Vicky wusste nicht, dass Magos unsichtbarer Zauber »strahlte«, und die Kraft des Schwarzmagiers löste in ihr auch sogleich seltsame Empfindungen aus, über die sie jedoch nicht zu sprechen vermochte, weil sie sich auf einer eigens dafür geschaffenen mental-magischen Ebene abspielten.

Sie hörte plötzlich Tonys Stimme. Nur sie. Sonst niemand im Raum. »Vicky.«

»O mein Gott, Tony«, entfuhr es ihr im Geist.

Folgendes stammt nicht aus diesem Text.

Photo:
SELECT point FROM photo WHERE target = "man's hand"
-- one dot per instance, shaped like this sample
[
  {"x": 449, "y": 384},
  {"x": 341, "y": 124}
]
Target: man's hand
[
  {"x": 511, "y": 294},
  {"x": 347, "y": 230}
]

»Nicht dieses Wort, Vicky.«

»Welches Wort?«

»Ich will es nicht hören.«

»Meinst du ›Gott‹?«

»Verdammt, ich will dieses Scheiß-Wort nicht hören.«

»Entschuldige, Tony.«

»Schick Roxane und Mr. Silver weg.«

»Warum?«

»Schick sie weg. Ich möchte mit dir allein sein.«

»Sie möchten dir helfen, Tony.«

»Das können sie nicht.«

»Kann ich es?«

»Du kannst es, Vicky.«

»Wieso ich?«

»Weil du meine Frau bist. Und weil du mich liebst. Du liebst mich doch, oder?«

»Natürlich liebe ich dich, Tony.«

»Dann tu, was ich sage. Die weiße Hexe und der Silberdämon sollen sich verziehen. Sie werden sich weigern, dich mit mir allein zu lassen, aber du musst dich durchsetzen. Dies ist unser Penthouse. Wirf sie raus. Ich will sie hier nicht haben. Sobald wir allein sind, verrate ich dir, was du für mich tun kannst.«

»Roxane und Silver …«

»Was?«

»Sie sind unsere Freunde, Tony.«

»Wer bedeutet dir mehr? Sie oder ich?«

»Was für eine Frage. Du natürlich.«

»Dann sollte dir klar sein, was du zu tun hast.«

»Vicky.« Roxanes Stimme. »Hey, Vicky.« Die weiße Hexe schüttelte sie. »Vicky, was ist mit dir?«

»Zieh sie zurück, Roxane«, sagte Mr. Silver hastig. »Sie ist zu nahe bei Tony. Magos Zauber nimmt Einfluss auf ihre Psyche.«

Die Hexe aus dem Jenseits griff nach Vickys Schultern. Sie wollte die Freundin aus dem Gefahrenbereich holen. »Komm, Vicky.«

Doch Vicky Bonney wehrte sich. Sie schüttelte Roxanes Hände ab und schnauzte sie an: »Lass mich in Ruhe! Fass mich nicht an! Geh! Geh, und nimm Silver mit! Lasst mich mit meinem Mann allein!«

»Den Teufel werden wir tun«, knurrte der Ex-Dämon. Er trat zwischen sie und Tony Ballard und stieß sie mit beiden Händen in Roxanes Arme.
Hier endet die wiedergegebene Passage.